Skip to contents

pmcbioc_db() connects to a new or existing DuckDB database to store article metadata and an index individual articles. The database is effectively explored using 'dbplyr' / 'dplyr'.

db_disconnect() disconnects from the DuckDB database, closing the connection and shutting down the DuckDB instance.

db_dir() returns the path to the database.

db_tables() lists the tables defined in the database.

Use tbl() to create a dbplyr tibble from a table in the database.

Usage

pmcbioc_db(db_dir, read_only = TRUE)

# S3 method for pmcbioc_db
print(x, ...)

db_disconnect(db)

db_dir(db)

db_tables(db)

# S3 method for pmcbioc_db
tbl(src, from, ...)

Arguments

db_dir

character(1) file path to an existing or new DuckDB database.

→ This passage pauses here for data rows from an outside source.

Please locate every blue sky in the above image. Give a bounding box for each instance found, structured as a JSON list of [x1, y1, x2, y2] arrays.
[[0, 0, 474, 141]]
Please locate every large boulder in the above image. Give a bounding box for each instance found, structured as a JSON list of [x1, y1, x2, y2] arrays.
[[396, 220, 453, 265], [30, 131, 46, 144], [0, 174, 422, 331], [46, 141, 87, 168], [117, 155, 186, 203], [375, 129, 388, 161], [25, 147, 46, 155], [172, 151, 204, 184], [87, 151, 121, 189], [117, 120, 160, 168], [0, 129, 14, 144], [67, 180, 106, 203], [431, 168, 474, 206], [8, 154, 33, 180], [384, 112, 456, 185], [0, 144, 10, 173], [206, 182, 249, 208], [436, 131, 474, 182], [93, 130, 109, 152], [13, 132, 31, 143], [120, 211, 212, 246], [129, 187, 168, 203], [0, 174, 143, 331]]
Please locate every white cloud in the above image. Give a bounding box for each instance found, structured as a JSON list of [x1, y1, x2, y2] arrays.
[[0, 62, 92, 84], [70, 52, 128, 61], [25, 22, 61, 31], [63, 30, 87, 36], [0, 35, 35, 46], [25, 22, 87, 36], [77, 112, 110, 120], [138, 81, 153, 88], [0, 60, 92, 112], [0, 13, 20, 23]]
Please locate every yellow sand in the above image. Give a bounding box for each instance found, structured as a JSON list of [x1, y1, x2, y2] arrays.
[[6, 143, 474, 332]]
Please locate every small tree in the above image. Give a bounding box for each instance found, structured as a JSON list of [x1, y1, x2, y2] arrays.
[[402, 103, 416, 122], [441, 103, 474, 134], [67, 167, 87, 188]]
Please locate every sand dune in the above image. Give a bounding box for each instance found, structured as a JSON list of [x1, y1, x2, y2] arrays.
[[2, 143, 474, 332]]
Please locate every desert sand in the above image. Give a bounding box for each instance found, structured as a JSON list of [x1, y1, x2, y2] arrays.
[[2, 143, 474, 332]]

If the path exists, the database is open 'read only' (by default) to avoid corruption of existing data.

read_only

logical(1) allows existing databases to be open for updating (e.g., adding the article XML index as a step separate from parsing the metadata).

x

for print.pmcbioc_db, a pmcbioc_db object

...

for tbl(), additional arguments passed to duckdb:::tbl.duckdb_connection().

db

a database object returned by pmcbioc_db().

src

an object created with pmcbioc_db().

from

the name of the table to be used.

Value

pmcbioc_db() returns a pmcbioc_db object that can be used to open metadata and index tables.

db_dir() returns the to the database as a scalar character.

db_tables() returns a character vector of tables defined in the database.

tbl() returns a dbplyr tibble representing the DuckDB table.